Healing Soldiers: Civil War Devotional Back in Print

Mathew Brady portrait of Rev.
C.T. Quintard sometime between 1855 and 1865.
“If it be true that — ‘They also serve, who only stand and wait,’ surely
they serve who suffer and endure.”
                 — Balm for the Weary and the Wounded by Charles Todd Quintard
The Fourth of July inspires many Americans to look back on their national story.
For me, it always brings to mind the most trying moment in our nation’s history: the Civil War. The losses on both sides of the conflict were staggering – costing our country 1.1 million casualties and claiming more than 620,000 lives.

Much has been written about the conflict by eyewitnesses, by presidential biographers and historians, and by crafters of family memoirs. I came across a rare spiritual manuscript from that era thanks to Dr. Bill Nisbet, a retired Army Reserves chaplain who serves as an assistant pastor at my church.

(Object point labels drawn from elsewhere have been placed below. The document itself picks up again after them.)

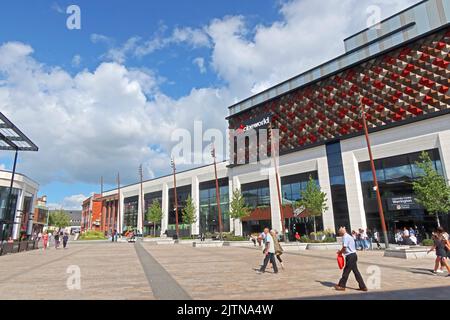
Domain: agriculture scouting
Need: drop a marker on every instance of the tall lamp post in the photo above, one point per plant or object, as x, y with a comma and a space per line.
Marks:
141, 176
277, 178
374, 174
219, 209
172, 164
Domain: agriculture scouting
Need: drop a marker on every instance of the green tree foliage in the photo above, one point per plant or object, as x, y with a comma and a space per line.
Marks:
154, 214
58, 219
431, 190
238, 209
189, 212
313, 200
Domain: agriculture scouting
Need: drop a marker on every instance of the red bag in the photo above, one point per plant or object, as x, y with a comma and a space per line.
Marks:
341, 261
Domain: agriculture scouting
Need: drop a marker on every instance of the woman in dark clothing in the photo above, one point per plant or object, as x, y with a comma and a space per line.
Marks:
65, 240
441, 253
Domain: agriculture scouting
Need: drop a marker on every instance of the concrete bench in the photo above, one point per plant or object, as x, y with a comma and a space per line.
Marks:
324, 246
207, 244
407, 252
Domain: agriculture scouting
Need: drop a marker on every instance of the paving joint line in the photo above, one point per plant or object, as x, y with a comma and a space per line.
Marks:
163, 285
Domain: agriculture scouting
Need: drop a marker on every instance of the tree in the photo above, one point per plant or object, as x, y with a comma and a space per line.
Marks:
59, 219
430, 188
313, 200
154, 214
238, 208
189, 212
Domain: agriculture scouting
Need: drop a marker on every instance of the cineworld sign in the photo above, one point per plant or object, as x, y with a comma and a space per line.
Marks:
262, 122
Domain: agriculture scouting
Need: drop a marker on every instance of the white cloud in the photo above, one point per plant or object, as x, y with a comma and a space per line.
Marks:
113, 118
95, 123
200, 63
76, 60
73, 202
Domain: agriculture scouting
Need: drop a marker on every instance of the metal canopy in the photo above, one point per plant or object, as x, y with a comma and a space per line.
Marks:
11, 138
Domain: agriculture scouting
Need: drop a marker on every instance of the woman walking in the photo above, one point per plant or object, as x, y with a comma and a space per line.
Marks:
441, 246
278, 248
45, 240
56, 240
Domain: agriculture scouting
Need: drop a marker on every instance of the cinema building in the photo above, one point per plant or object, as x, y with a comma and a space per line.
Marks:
400, 70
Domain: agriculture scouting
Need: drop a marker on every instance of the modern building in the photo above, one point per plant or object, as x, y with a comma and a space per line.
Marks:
18, 209
398, 69
91, 214
41, 212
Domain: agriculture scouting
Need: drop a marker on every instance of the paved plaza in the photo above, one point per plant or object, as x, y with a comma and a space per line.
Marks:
146, 271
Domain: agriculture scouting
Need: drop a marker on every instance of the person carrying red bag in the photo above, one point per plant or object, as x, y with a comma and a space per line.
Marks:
351, 259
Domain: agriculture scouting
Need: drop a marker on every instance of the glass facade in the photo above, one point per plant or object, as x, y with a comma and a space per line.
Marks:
256, 194
7, 216
395, 176
337, 184
148, 200
208, 206
182, 194
292, 187
130, 215
257, 198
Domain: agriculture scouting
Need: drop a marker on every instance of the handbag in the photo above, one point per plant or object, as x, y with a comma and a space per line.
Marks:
341, 261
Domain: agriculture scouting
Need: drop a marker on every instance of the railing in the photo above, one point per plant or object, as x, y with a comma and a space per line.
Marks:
18, 246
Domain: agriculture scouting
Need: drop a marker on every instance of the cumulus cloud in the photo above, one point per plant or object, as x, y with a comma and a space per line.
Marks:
200, 63
73, 202
95, 123
113, 118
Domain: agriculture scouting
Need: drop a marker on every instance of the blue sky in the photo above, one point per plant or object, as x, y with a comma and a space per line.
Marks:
109, 96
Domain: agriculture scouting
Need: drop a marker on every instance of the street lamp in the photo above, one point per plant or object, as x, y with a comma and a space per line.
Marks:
219, 209
280, 201
374, 174
172, 164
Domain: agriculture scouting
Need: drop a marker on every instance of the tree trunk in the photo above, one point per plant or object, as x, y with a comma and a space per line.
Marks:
315, 230
437, 220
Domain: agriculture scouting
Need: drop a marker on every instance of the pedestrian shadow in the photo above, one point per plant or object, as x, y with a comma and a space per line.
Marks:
421, 271
326, 283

A Regimental Doctor and Chaplain

Bill Nisbet with the devotional.

The Confederate Soldier’s Pocket Manual of Devotions, published in 1863, was compiled by Nisbet’s great-great-great grandfather, Charles Todd Quintard, a medical doctor and chaplain of the First Tennessee Regiment, who later became the Episcopal bishop of Tennessee. Throughout the Civil War, Quintard didn’t hesitate to care for the physical needs of soldiers as a hospital field surgeon. But, according to Nisbet, his primary calling was to nurture souls. As a chaplain, he counseled and comforted privates and generals alike.

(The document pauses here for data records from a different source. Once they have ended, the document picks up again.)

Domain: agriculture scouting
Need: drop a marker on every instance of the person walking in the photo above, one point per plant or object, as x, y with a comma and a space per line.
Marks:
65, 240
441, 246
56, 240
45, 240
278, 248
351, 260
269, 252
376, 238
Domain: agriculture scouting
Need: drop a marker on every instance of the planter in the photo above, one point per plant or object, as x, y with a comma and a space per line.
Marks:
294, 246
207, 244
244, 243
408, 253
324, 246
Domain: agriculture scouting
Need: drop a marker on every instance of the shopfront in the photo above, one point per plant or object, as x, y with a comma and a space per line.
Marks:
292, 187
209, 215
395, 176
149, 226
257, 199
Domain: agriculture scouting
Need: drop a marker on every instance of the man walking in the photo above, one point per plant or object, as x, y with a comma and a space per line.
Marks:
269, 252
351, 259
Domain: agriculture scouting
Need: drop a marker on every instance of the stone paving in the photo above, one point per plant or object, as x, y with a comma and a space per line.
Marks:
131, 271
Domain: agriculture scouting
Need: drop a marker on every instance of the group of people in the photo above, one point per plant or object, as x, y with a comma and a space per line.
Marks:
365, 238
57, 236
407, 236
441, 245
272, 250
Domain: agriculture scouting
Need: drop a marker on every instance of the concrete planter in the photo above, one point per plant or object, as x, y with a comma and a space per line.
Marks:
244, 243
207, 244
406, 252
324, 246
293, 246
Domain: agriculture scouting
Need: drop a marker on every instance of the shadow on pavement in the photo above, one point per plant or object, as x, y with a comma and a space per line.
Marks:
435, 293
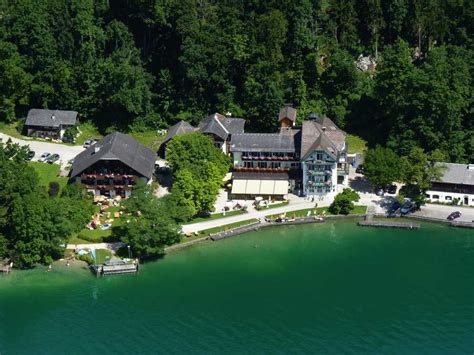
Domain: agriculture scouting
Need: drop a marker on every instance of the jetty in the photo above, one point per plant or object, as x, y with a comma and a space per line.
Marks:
115, 267
384, 223
389, 224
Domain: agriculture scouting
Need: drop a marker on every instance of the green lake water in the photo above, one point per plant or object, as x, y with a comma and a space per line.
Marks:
321, 288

Mercer University Press reprinted the devotional in 2006 and included a foreword from Nisbet. The first part of the book draws heavily from the Episcopal Book of Common Prayer, including 44 beloved Christian hymns. The last part of the manuscript is a reprint of Quintard’s Balm for the Weary and Wounded.

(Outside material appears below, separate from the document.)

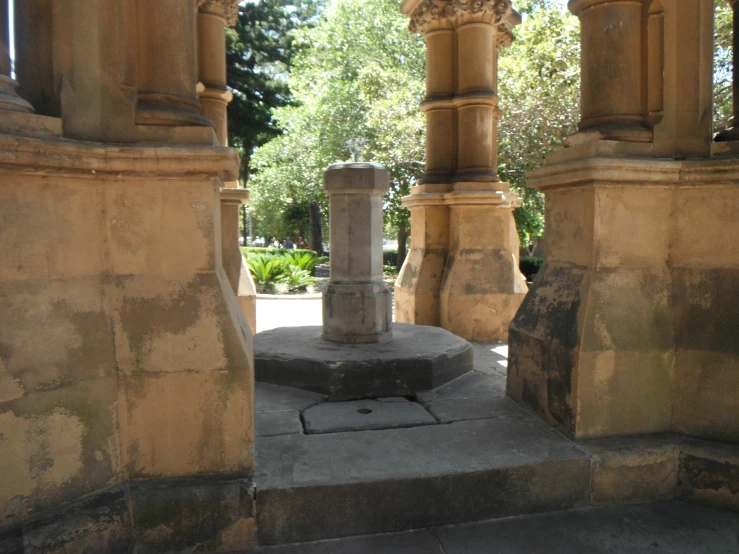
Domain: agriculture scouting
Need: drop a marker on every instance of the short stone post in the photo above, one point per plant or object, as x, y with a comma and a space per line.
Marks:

That portion of the manual most moves Nisbet. “I know soldiers who have, as he wrote, ‘exchanged active service of the field for the wearying service in the hospital in the bed of sickness and pain.'”

Ephemisms for the Scars of War

The physical wounds were an all-too-common sight from historical photos of Civil War anniversary remembrances, and the vast number of amputees from both the North and South.
Observes Nisbet: “It’s only been with the generation coming out of Vietnam that we’ve focused on the scars of war that are more internal than external.”

Nisbet notes that mental trauma of war has gone by many names over the years — in World War I it was shell shock, in World War II it was battle fatigue. In post Vietnam to present day it is called PTSD.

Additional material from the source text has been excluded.